Venir au bureau, ce n’est plus ce que c’était !

Femme qui part au bureau pied nu

Une large part de la population a, semble-t-il, découvert le télétravail en mars 2020, quand le monde entier s’est arrêté le temps de laisser la première vague de cas de covid passer. En France, ils étaient 3% des actifs avant la crise mais jusqu’à 60% au cœur de l’épidémie (36% pouvant le faire sans difficulté, 25% avec aménagement) et avec une moyenne de 45% en temps complet après six mois de crise sanitaire. Si la pratique n’est pas si récente, les conséquences qu’elle porte, en s’exerçant désormais en masse, sont inédites et ce sont les centres d’affaires qui en profitent le plus.

Le bureau, le point central des actifs et actives jusqu’en 2020

Le bon vieux temps où aller au travail signifiait rejoindre à une heure bien définie un établissement bien défini pour réunir tous les membres d’une entreprise. Un local appartenant à la société ou des bureaux loués par elle avec un bon vieux bail 3-6-9… Même les agents et agentes commerciales, les employé·e·s en itinérance, celles et ceux qui interviennent en extérieur, sur des chantiers ou au domicile d’autres personnes, devaient bien y faire un petit tour de temps en temps, tous les jours, toutes les semaines, tous les mois. Le bureau, c’était central.

C’était la norme écrasante jusque dans les années 90. Puis il y a eu l’essor de l’informatique et d’internet. Petit à petit, l’idée de travailler un jour par-ci, un jour par-là à son domicile s’est répandue. Certains ont vite compris que cela pouvait devenir leur norme. Le bureau désormais, ce serait chez eux et elles. Cependant, jusqu’à la fin des années 2010, en France en tout cas, la pratique restait exceptionnelle. Le patronat était parfois soupçonneux quant à l’assiduité des personnes concernées ; parfois il regrettait tout simplement de ne pas pouvoir créer une culture d’entreprise avec toutes ses parties (un trait commun aux cultures latines et asiatiques, quand les anglo-saxons s’y font mieux). Concrètement, l’évolution professionnelle d’une personne en télétravail était de toute façon négligée par rapport à celles et ceux qu’on avait sous le nez (loin des yeux, loin du cœur…).

Télétravail imposé

Et tout ça est parti en fumée avec le covid et le premier confinement. Les réticences ont disparu d’elles-mêmes, par l’usage, ou bien les situations ont été éclaircies et maitrisées. Il y a eu l’urgence, certes, et certainement un manque d’organisation au départ, mais les autorités ont rapidement été mises à contribution pour redéfinir le cadre du travail et éviter les excès de tout côté.

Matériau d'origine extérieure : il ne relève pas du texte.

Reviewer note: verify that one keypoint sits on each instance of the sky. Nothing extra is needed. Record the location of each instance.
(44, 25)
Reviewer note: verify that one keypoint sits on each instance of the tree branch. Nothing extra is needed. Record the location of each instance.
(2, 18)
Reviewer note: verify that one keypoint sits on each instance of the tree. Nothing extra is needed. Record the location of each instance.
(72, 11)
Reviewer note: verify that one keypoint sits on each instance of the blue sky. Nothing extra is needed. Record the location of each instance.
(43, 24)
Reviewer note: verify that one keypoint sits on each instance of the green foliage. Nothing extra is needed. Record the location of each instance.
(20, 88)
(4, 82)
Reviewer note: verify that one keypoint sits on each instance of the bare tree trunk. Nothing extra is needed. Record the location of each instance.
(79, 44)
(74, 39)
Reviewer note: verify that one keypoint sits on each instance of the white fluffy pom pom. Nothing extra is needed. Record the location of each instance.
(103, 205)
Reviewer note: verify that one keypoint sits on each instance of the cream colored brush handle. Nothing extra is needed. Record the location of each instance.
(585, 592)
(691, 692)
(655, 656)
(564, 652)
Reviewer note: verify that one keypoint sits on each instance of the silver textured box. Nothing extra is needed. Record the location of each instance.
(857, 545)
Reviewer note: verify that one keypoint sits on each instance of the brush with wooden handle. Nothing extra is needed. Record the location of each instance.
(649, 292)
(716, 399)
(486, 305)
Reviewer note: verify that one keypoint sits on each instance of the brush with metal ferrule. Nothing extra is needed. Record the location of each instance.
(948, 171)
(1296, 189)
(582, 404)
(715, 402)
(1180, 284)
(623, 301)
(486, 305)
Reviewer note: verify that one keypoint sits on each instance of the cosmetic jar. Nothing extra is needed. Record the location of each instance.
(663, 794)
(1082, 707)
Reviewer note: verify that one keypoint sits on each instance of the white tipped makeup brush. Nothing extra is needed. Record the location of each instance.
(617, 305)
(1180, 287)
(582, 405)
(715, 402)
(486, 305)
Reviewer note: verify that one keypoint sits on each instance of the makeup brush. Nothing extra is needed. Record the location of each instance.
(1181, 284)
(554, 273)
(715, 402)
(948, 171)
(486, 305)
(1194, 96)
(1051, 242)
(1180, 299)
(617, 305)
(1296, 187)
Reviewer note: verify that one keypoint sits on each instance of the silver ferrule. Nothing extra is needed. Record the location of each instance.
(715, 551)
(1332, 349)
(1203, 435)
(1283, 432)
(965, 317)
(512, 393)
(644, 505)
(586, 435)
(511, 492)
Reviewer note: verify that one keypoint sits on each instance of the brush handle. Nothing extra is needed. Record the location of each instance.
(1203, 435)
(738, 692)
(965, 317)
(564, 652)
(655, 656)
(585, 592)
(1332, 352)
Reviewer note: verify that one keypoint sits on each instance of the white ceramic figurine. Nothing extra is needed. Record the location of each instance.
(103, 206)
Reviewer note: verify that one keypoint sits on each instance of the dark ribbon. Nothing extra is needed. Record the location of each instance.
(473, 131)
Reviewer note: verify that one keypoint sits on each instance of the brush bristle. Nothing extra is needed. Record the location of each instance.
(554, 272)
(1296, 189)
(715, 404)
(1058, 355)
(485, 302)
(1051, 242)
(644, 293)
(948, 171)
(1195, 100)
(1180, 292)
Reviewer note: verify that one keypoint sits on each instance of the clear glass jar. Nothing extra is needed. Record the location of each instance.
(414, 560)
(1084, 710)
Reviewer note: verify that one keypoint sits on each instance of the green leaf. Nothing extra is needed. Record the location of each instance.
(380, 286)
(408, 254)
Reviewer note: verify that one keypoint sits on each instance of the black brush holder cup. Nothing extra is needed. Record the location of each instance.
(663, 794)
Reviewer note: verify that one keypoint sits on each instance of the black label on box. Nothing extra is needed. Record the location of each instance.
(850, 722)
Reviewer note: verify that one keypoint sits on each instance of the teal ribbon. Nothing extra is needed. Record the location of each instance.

Un an après, le télétravail, ne serait-ce qu’en temps partiel, est devenu la norme pour les personnes qui peuvent le pratiquer facilement, 70% d’entre eux le font au moins partiellement. Les bureaux sont vidés de leurs occupants et occupantes. Les sociétés se tournent ainsi de plus en plus vers les centres d’affaires, ces entreprises qui proposent d’accueillir, physiquement ou virtuellement, d’autres sociétés pour leur servir d’adresse. Elles trouvent leur compte dans ces centres qui servent de bureau classique, tout en réalisant des économies, et en permettant d’évoluer sereinement puisqu’il suffit de louer le bureau d’à côté si nécessaire ; mais aussi pour les salarié·e·s en télétravail.

En effet, afin d’assurer un cadre de travail professionnel libéré de l’étendoir à linge et de la plainte du chien pour sortir, les entreprises louent des espaces pour leurs employé·e·s, près de leur domicile. Enfin, la souplesse des engagements en centres d’affaires permet actuellement aux entreprises d’envisager l’avenir plus facilement, sans le couperet des charges du local qui pèse sur le budget.